Flutter-Quantification Formulation.

For experimental analysis, as described in the works of Condurache et al. (21) and Avelar et al. (32), a video-based approach is generally implemented to capture valve motion and flutter behavior by tracking the leaflet edges frame by frame. Different methods are used to track the free edge and calculate various flutter measures, but each approach relies on the potentially limited accuracy associated with free-edge tracking and the pixelated representation of the free edge in the video data, which is a considerable source of uncertainty. Additionally, the temporal fidelity of the video data is inherently limited by the video-acquisition technology, another potential source of uncertainty and complexity.

This study implements a flutter-quantification approach that takes advantage of the IMGA-based computational FSI framework to track the motion of the different tracking curves along the leaflet with high spatial and temporal resolutions. Each leaflet tracking curve, as indicated in Fig. 1C, is monitored with 150 uniformly distributed tracking points. Note that the selected number of tracking points is flexible due to the high-order smoothness provided by the B-spline functions. Throughout the FSI analysis, the magnitude of the 3D displacement from the reference configuration is computed for each tracking point every $1.0\times 10^{-4}$ s. The full set of displacement magnitude values throughout time form a 2D space–time signal from which a 2D discrete Fourier transform (DFT) (75) can be computed using a fast Fourier transform algorithm.
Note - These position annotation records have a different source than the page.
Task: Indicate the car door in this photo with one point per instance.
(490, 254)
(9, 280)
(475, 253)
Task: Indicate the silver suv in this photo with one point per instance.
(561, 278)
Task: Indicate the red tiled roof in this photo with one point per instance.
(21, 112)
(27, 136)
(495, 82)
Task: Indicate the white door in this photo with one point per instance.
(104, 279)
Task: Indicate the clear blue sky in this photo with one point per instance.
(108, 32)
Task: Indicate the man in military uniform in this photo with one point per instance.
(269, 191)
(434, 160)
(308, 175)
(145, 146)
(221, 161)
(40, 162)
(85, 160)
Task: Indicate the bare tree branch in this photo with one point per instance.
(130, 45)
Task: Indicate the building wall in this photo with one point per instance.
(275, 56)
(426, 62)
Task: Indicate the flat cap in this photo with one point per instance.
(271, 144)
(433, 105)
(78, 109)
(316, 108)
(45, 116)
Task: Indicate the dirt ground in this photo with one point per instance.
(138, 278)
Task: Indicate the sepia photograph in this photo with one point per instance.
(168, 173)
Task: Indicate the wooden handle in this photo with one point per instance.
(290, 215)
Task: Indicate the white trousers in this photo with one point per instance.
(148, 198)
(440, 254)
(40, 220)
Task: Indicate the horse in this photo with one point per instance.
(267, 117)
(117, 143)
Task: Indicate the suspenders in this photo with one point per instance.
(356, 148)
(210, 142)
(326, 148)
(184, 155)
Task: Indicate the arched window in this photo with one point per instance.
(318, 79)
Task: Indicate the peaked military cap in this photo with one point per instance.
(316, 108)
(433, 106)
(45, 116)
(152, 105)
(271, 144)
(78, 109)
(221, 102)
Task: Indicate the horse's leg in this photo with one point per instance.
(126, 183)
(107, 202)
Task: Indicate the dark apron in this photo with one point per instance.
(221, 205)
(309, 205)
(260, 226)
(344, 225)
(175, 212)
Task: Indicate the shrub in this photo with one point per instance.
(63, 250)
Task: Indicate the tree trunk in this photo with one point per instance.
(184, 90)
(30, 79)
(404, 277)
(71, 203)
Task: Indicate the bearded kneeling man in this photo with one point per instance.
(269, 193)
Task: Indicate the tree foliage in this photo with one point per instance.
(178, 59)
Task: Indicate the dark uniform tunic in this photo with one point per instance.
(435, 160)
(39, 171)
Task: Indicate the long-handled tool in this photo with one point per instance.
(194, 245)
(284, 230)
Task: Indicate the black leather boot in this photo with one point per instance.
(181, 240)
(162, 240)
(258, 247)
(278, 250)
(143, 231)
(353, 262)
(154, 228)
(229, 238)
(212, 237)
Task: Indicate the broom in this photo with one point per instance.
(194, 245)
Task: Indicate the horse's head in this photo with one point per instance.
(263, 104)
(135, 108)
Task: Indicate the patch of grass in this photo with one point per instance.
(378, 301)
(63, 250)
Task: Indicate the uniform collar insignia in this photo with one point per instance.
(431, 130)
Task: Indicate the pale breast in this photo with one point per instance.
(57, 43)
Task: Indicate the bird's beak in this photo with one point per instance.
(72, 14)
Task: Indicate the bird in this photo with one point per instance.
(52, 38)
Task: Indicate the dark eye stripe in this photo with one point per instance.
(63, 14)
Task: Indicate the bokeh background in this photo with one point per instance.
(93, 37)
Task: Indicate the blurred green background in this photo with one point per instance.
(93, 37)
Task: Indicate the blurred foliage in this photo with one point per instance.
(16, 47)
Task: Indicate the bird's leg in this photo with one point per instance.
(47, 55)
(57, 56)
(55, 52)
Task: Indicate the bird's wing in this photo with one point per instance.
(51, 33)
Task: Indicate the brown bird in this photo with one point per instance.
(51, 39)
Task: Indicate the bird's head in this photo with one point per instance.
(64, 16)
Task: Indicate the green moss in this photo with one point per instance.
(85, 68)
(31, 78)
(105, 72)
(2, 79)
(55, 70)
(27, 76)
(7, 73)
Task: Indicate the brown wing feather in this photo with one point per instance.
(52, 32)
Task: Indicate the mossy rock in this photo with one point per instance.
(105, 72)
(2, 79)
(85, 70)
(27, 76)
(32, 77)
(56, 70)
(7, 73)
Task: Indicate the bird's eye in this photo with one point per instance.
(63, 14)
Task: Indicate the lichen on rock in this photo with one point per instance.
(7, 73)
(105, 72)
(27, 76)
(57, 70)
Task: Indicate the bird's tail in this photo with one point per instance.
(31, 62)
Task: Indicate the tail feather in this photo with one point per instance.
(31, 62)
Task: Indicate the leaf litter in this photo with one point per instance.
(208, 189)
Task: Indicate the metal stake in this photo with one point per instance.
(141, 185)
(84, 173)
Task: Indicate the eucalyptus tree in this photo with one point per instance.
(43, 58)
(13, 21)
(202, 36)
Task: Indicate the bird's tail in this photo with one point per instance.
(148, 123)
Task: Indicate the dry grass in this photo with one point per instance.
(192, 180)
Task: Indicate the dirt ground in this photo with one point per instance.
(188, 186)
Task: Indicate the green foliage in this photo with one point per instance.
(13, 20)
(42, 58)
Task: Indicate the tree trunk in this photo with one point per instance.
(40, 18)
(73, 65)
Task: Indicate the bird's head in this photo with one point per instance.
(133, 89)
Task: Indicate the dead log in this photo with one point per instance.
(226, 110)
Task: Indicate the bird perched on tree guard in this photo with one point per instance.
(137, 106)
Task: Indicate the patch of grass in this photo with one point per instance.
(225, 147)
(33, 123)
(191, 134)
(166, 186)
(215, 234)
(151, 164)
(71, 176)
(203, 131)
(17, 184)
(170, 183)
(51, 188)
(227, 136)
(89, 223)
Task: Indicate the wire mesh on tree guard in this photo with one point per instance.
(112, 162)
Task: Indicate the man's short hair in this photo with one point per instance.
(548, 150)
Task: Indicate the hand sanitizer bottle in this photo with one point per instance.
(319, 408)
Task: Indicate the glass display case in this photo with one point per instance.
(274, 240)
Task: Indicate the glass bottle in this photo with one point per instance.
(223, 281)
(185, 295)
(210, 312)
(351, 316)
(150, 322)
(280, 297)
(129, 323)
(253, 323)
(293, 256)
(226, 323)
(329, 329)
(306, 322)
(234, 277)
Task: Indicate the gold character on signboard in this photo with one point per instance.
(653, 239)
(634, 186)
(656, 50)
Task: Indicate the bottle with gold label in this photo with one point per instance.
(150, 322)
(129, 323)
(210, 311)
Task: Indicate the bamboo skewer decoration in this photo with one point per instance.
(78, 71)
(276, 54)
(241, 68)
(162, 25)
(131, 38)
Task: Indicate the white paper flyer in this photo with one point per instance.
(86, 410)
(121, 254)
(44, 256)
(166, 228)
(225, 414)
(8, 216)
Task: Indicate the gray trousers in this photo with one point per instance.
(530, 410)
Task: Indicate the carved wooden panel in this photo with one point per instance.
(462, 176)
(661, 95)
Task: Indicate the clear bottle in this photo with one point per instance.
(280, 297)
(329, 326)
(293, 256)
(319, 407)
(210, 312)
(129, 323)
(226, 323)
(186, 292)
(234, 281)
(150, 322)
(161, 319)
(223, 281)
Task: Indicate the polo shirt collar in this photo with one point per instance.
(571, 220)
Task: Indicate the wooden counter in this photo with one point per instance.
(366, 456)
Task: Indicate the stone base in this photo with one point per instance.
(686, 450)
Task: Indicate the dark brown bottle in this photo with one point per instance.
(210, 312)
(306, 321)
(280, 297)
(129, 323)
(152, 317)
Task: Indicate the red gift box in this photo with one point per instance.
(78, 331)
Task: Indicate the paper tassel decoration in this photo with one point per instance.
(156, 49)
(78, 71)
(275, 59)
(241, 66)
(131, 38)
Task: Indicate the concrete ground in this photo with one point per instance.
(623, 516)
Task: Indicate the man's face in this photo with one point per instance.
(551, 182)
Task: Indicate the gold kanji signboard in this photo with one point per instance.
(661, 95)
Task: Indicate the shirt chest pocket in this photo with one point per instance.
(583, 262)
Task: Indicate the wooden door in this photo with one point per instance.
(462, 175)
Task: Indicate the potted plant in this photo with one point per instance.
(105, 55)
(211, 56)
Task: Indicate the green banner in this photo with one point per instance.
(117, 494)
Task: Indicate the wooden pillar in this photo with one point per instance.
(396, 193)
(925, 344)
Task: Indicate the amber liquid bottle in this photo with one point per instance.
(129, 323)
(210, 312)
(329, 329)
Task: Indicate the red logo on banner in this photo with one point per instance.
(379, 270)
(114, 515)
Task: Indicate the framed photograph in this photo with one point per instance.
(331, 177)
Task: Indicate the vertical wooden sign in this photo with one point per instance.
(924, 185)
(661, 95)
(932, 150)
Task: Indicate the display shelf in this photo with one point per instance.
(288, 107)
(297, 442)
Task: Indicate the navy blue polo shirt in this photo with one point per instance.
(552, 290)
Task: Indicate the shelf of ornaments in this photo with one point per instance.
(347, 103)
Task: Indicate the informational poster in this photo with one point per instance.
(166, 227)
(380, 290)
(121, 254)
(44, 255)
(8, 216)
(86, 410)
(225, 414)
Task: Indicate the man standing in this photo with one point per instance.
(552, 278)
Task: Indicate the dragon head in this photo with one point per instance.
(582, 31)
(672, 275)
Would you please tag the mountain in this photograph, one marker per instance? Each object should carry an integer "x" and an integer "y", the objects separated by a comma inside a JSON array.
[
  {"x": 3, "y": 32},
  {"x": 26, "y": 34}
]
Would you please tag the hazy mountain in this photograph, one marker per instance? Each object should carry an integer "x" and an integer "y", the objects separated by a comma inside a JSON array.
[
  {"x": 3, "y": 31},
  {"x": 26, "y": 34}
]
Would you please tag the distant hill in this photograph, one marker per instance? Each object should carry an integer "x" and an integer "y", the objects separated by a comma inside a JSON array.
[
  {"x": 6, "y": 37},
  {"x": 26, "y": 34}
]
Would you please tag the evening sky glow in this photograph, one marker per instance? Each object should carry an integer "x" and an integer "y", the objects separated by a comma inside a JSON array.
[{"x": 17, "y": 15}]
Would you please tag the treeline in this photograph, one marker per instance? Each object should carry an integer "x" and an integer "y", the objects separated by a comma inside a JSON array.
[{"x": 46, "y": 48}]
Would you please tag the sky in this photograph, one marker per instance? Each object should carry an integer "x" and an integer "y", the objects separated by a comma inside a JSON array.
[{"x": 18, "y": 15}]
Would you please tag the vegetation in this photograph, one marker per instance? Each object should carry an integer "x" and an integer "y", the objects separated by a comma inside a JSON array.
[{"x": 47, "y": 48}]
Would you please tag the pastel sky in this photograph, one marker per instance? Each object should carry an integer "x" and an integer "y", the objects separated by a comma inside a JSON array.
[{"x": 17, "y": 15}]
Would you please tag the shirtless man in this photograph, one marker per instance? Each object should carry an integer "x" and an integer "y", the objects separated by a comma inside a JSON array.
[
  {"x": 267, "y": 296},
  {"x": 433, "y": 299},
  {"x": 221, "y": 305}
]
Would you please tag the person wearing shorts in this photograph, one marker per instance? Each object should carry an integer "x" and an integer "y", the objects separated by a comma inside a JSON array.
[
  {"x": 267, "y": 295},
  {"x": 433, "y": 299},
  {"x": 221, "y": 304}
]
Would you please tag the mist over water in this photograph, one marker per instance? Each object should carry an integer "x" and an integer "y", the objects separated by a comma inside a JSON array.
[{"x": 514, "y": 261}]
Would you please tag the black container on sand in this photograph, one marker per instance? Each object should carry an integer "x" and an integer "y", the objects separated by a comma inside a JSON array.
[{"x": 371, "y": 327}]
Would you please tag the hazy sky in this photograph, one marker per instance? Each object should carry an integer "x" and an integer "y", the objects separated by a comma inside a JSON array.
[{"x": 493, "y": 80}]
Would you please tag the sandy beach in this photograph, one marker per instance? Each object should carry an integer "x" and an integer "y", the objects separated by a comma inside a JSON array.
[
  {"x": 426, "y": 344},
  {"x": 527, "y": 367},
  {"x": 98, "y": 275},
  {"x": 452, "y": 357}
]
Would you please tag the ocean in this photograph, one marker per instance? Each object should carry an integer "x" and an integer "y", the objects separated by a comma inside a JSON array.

As demonstrated by the frequency analysis in Fig. 1A, the pressure signal in the $t=0.1$- to 0.3-s range has a low-frequency component. In order to isolate the contribution of the leaflet flutter to the signal energy, the low-frequency components are excluded from the quantification of the flutter signal energy. The DC component (75) is also removed from the displacement magnitude by subtracting the mean amplitude of the 2D signal. For each case, only frequencies within the relevant flutter domain, which is empirically defined as the frequencies at and above 20 Hz, are considered in the calculation of the flutter signal energy. The resulting measure of the flutter motion captures only the contributions of the high-frequency leaflet flutter, and the signal energy of the displacement magnitude is computed based on Parseval’s Theorem (75) as:

$$E^{\text{leaflet}}=\frac{1}{N_1{N}_2}\sum _{r_1=0}^{N_1-1}\sum _{r_2=0}^{N_2-1}{\left|X\left(r_1,r_2\right)\right|}^2,$$

where $X\left(r_1,r_2\right)$ is the $r_1$, $r_2$ element of the DFT matrix with the low-frequency components removed, and $N_1$ and $N_2$ are the sizes of the spatial and temporal domains, respectively. In this work, $N_1$ represents the number of tracking points along the leaflet tracking curves, and $N_2$ represents the number of time steps. This formulation quantifies flutter using the total high-frequency energy content of the displacement signal per leaflet, which may be further combined as a sum or an average to obtain a measure of the total valve flutter.

Data Availability.

The data that support the findings of this study are available from the corresponding authors upon reasonable request.